Kaum kommen die Kinder durch die Tür in den Gemeinschaftsraum, breitet sich ein Strahlen auf den Gesichtern der anwesenden Senioren aus. Jeder einzelne wird von den Kindern begrüßt. Die jungen Besucher zeigen zu Beginn noch eine gewisse Scheu, legen diese jedoch bald ab. Nach kurzer Zeit sitzt die junge Generation ohne Hemmungen neben der alten, teilweise entwickeln sich auch Gespräche. Nach der Begrüßungsrunde werden gemeinsam Lieder angestimmt. Besonders die Kinder singen dabei inbrünstig mit. Aber auch die Senioren fallen in den Gesang mit ein, klatschen und wippen mit den Füßen im Takt. Etwas ruhiger wird es bei der Lesestunde, in der die Kinder und Senioren andächtig dem Märchen vom Rumpelstilzchen lauschen. Auch diejenigen Senioren, die nicht mehr die Kraft haben, sich an diesen Aktivitäten zu beteiligen, kommen nicht zu kurz. Die Kinder besuchen die Bettlägerigen in ihren Zimmern und erfreuen sie mit fröhlichem Gesang.

Das tue den Senioren gut, meint eine Mitarbeiterin des Altenheims. "Die Kinder beschenken die alten Menschen mit Lebenskraft." Zwei der drei Bereiche im Altenwerk sind gerontopsychiatrische Einrichtungen, dementsprechend gibt es viele Bewohner, die dement sind und sich an vieles nicht mehr erinnern können. Manchmal brächten die Kinder aber sogar einige der Erinnerungen wieder zurück, meint die Mitarbeiterin. Die Senioren könnten dann wieder zurückdenken an ihre eigenen Eltern, Geschwister, Kinder und Enkel. Immer dann, wenn eine der Kindergartengruppen das Altenheim besucht, können die Senioren einen Moment des Glücks erleben. "Da geht die Sonne auf", ist sich die Mitarbeiterin sicher.

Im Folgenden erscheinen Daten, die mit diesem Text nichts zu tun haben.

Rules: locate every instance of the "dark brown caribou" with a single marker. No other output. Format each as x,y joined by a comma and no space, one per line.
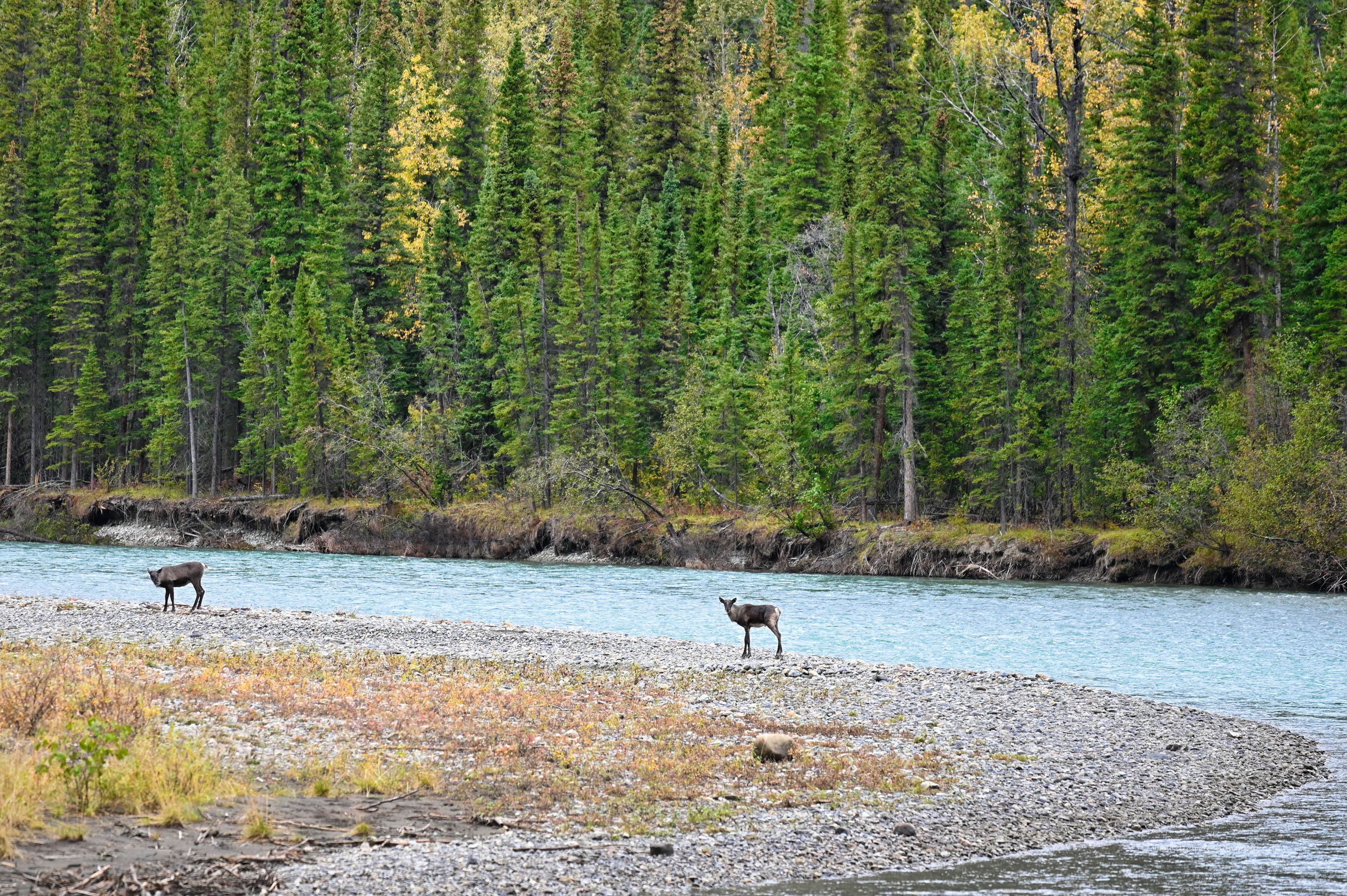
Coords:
753,616
171,577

Aber nicht nur die Senioren genießen die gemeinsame Zeit. Den Kindern tue die Erfahrung gut, meint Maria Schiffers, eine der Erzieherinnen im Kindergarten. Sie seien sehr neugierig auf die älteren Menschen und interessierten sich für sie. Einige der Kinder haben zu einzelnen Bewohnern schon eine engere Beziehung aufgebaut. So ist es auch selbstverständlich, dass sie oft nach den Bewohnern fragen und wissen wollen, ob es ihnen gut geht. Eines der Kinder, das sich im Kindergarten oft sehr laut unruhig verhält, blühe im Altenheim richtig auf. Es sei dort ein ganz anderes Kind.

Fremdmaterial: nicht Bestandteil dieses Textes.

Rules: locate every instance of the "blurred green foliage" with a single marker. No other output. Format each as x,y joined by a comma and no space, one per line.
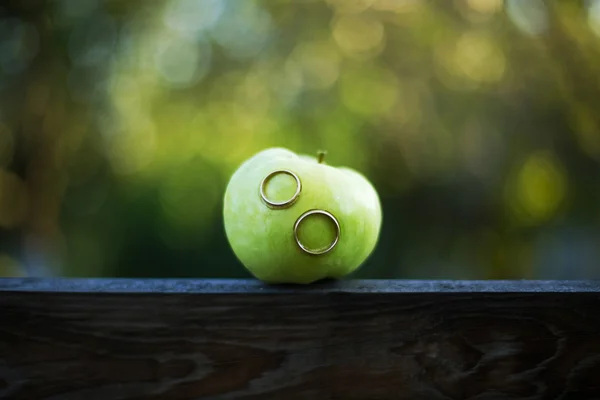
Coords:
476,120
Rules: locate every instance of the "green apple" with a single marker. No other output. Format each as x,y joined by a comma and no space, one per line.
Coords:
294,219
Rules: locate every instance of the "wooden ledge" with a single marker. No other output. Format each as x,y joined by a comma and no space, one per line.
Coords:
248,286
240,339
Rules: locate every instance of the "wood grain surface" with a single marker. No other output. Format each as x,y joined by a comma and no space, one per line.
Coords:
193,339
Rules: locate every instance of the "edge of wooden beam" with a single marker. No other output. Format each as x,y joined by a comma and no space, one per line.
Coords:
216,286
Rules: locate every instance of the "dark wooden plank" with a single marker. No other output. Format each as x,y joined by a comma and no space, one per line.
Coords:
191,339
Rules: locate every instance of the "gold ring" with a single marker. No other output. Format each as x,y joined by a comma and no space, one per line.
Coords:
320,251
281,204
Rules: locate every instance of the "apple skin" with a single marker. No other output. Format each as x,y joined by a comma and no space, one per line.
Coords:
262,238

Manchmal komme es aber auch vor, dass die krankheitsbedingten Verhaltensweisen der Senioren die Kinder verwundern, meint Schiffers. Etwa wenn diese sich in Gesprächen fast schon anschreien, weil die altersschwachen Ohren nicht mehr mitspielen. Dann fragen die Kinder nach. Aber sie akzeptierten diese Eigenheiten ohne Probleme. Wenn sie frage, wer mitkommen möchte, gingen alle Hände hoch, sagt Schiffers. Die Aktion sei mittlerweile so beliebt, dass sie die Einteilung für die Besuche über eine Liste regeln müssen. Natürlich komme es auch mal vor, dass jemand nicht mitkommen will. auch das sei kein Problem.

Seit der Gründung des Kindergartens im Jahr 1980 besteht der Austausch zwischen den Senioren und den Kindern in Marthaweil. Einige Mütter und Väter von Kindergartenkindern haben im Altenheim gearbeitet, so habe sich über die Zeit ein reger Kontakt ergeben, erzählt Ursula Messner-Rau, die Leiterin des Kindergartens. Sie erinnert sich noch an einen griesgrämigen Mann aus dem Altenheim, der niemanden leiden konnte. Aber wenn die Kinder zu Besuch waren, war er wie ausgewechselt und ausgesprochen freundlich. Damals hätten sich die alten Menschen noch aktiv am Spiel der Kinder beteiligt und besuchten sogar von Zeit zu Zeit die Gruppe. Mittlerweile habe sich das jedoch geändert, meint sie. Mittlerweile seien viele Bewohner nicht mehr so rüstig. Und der Besuch der Kindergartengruppen sei auf der einen Seite zwar schön, auf der anderen aber auch anstrengend. Ungefähr zehn Kinder nimmt Schiffers bei jedem der Ausflüge mit. Lange Zeit habe sie sich herangetastet und überlegt, wie man die Besuche am Besten gestalten könne, meint sie. "So wie wir's jetzt machen, ist es stimmig."